David Griggs, president and chief executive of the MetroHartford Alliance, said Thursday that companies of all sizes are taking a serious look at working from home arrangements, as was the case with Pratt & Whitney.
“A lot of companies are going to follow suit, but maybe not to same percentages as Pratt did,” Griggs said.
Across the country, there are strong indications that “hybrid” workplaces — with office and at-home components — will become part of the working landscape post-pandemic.
A survey in June by Chicago-based staffing firm LaSalle Network found that 77% of employers planned a hybrid office in the future, consistent with a similar survey in March. The survey tapped into 350 chief executives, chief operating officers and human resource officers on sentiments and plans for returning to the office.
Experts say the return to the office could be bumpy for some as they have grown accustomed to the flexibility of working at home.
State employees represented by several unions have challenged Gov. Ned Lamont’s order that most workers return to office on July 1. A lawsuit was filed arguing that the union had signed an agreement with the Lamont administration in June, 2020 that required negotiations over returning to work.
A hybrid workplace is attractive to employers because potential space needs are less. But, on the flipside, that is raising worries about rising office vacancies and the ripple effect on restaurants in downtown areas not only in Hartford but elsewhere in Connecticut and across the country.
Griggs said the move to splitting the workweek between home and the office doesn’t necessarily mean there will not be enough people to support restaurants and other service-oriented businesses in downtown Hartford.

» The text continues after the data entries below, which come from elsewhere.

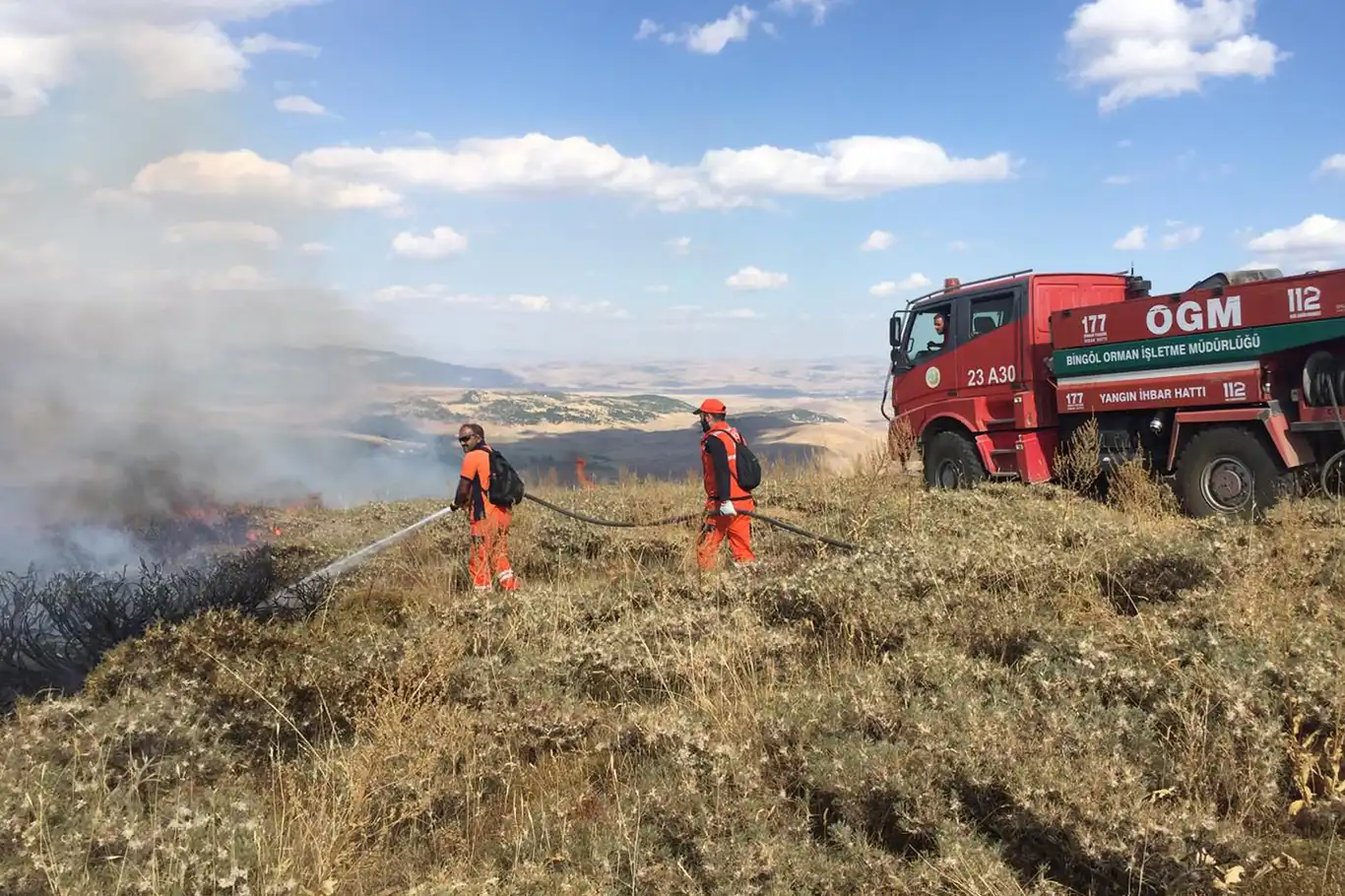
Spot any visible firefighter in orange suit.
[452,423,518,591]
[695,398,756,569]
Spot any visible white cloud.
[131,150,402,209]
[1318,152,1345,173]
[1247,214,1345,271]
[393,227,467,261]
[1065,0,1287,111]
[238,33,321,56]
[771,0,838,25]
[275,96,331,116]
[1164,222,1204,250]
[281,133,1013,212]
[868,272,929,297]
[1111,224,1149,252]
[659,4,757,56]
[164,221,281,249]
[188,265,275,292]
[860,230,893,252]
[724,265,790,290]
[0,0,321,116]
[371,284,631,319]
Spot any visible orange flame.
[574,458,598,491]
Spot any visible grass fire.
[0,443,1345,896]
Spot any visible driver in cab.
[916,312,948,357]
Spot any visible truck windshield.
[905,305,949,363]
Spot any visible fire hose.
[272,493,860,606]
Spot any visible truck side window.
[907,305,952,363]
[971,292,1015,339]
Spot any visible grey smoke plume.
[0,76,444,569]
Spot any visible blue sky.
[0,0,1345,364]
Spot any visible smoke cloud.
[0,31,445,569]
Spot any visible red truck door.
[953,280,1028,432]
[892,295,958,433]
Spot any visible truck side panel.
[1052,269,1345,350]
[1056,360,1261,415]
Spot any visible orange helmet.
[694,398,729,415]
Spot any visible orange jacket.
[701,419,752,504]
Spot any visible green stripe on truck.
[1052,317,1345,379]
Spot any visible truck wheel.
[1176,426,1294,519]
[924,432,986,488]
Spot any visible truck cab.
[889,271,1147,487]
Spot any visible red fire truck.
[883,269,1345,517]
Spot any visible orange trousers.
[467,503,518,591]
[695,502,756,569]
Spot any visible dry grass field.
[0,441,1345,896]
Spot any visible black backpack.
[729,434,761,491]
[486,448,525,507]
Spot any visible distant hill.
[397,389,694,426]
[256,346,530,389]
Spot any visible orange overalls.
[695,419,756,569]
[460,445,518,591]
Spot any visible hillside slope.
[0,464,1345,896]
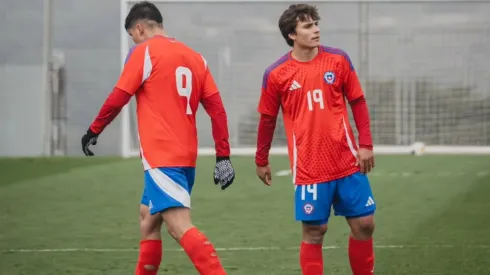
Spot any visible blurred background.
[0,0,490,275]
[0,0,490,156]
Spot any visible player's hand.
[255,165,272,186]
[82,129,99,156]
[214,157,235,190]
[356,148,374,174]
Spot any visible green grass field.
[0,156,490,275]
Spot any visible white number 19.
[175,67,192,115]
[306,89,325,111]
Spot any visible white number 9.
[175,66,192,115]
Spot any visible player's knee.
[143,265,157,271]
[303,223,327,244]
[139,206,163,240]
[349,215,375,239]
[163,208,193,240]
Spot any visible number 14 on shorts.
[295,184,318,201]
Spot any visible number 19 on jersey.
[306,89,325,111]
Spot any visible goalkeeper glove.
[214,157,235,190]
[82,129,99,156]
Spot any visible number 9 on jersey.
[175,66,192,115]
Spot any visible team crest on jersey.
[323,71,335,84]
[303,203,315,215]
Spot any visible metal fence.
[0,0,490,155]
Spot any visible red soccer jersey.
[258,46,363,185]
[116,36,218,170]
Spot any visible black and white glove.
[214,157,235,190]
[82,129,99,156]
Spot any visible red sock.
[135,240,162,275]
[299,242,323,275]
[180,227,226,275]
[349,236,374,275]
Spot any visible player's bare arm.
[350,96,374,173]
[201,67,235,190]
[255,114,277,185]
[201,93,235,190]
[345,56,374,174]
[255,68,281,188]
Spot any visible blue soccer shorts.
[294,172,376,225]
[141,167,196,215]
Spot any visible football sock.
[349,236,374,275]
[136,240,162,275]
[299,242,323,275]
[180,227,226,275]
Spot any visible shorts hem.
[335,210,376,219]
[150,204,191,215]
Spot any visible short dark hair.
[279,4,320,47]
[124,1,163,30]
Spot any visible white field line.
[0,245,490,253]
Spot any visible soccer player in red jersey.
[82,1,235,275]
[255,4,376,275]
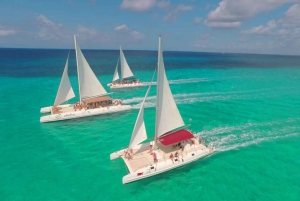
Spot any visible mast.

“We’re going to see as this hybrid environment plays itself out, the people that are downtown will be more likely to go out for lunch with a colleague or a business partner because they are downtown, because they are there that day,” Griggs said. “I don’t view the hybrid work environment necessarily a killer to a downtown businesses.”

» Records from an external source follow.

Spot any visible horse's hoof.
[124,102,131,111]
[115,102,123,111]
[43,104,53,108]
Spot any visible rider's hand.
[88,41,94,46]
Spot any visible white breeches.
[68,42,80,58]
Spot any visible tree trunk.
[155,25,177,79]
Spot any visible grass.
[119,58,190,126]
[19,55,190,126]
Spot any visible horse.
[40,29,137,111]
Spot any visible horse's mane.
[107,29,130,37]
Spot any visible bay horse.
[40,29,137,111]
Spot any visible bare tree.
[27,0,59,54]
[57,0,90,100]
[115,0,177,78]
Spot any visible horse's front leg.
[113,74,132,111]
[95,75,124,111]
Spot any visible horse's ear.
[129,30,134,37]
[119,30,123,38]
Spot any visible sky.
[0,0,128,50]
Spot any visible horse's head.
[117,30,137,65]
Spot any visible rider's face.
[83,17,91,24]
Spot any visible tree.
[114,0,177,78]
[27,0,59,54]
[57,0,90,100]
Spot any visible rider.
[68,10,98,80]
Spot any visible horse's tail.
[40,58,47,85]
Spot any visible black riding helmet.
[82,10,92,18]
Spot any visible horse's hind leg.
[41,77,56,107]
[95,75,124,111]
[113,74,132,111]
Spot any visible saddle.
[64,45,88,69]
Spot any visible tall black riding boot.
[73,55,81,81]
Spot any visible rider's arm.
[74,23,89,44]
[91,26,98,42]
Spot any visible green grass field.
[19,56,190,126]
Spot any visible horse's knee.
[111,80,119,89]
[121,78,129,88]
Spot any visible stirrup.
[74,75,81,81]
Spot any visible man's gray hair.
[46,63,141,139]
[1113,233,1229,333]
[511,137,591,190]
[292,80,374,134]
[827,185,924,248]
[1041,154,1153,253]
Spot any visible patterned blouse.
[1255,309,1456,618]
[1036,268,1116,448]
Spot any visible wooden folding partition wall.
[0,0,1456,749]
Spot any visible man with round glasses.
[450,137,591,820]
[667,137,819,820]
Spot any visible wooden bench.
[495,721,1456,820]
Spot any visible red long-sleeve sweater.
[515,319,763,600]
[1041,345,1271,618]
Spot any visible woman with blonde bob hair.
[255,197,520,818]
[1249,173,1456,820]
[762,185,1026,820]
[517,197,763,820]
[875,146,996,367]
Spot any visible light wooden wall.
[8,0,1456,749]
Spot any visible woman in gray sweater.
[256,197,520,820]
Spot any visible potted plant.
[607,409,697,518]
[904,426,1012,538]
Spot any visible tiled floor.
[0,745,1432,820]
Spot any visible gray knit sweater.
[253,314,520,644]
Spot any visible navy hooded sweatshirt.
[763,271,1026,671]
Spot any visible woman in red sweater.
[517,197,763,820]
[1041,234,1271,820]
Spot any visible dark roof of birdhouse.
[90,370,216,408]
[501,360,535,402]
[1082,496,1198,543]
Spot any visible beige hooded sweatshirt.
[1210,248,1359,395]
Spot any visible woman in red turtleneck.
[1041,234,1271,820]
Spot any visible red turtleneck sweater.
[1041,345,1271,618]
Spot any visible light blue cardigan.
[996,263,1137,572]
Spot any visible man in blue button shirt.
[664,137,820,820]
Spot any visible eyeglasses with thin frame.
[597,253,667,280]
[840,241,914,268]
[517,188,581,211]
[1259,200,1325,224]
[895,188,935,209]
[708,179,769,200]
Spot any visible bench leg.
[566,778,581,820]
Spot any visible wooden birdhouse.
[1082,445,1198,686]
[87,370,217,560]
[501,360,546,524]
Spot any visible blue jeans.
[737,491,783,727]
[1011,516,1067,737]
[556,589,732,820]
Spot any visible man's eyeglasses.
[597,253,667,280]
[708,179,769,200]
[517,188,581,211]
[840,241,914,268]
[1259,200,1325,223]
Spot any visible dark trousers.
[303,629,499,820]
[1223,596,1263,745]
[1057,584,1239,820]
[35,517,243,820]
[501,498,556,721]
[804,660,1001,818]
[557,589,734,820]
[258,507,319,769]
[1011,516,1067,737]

Travelers said Thursday it does not currently have plans to consolidate office space.
When workers return to Travelers in September, seating will remain as it was before the pandemic, but over time, the insurer said, the configuration would move to a new “free address” office space model. In that model, employees who work four to five days in the office will have dedicated space and those who work fewer days in the office will have open seating.
Travelers’ Kurtzman said Thursday there are advantages to working in the office as well as remotely and the insurer worked to balance the benefits of each.
“But similar to how we approach many new situations, we’ll test and learn as we go,” she said. “We’ll also be continuing to take into account the guidance from federal and state health officials to ensure the safety of all our employees.”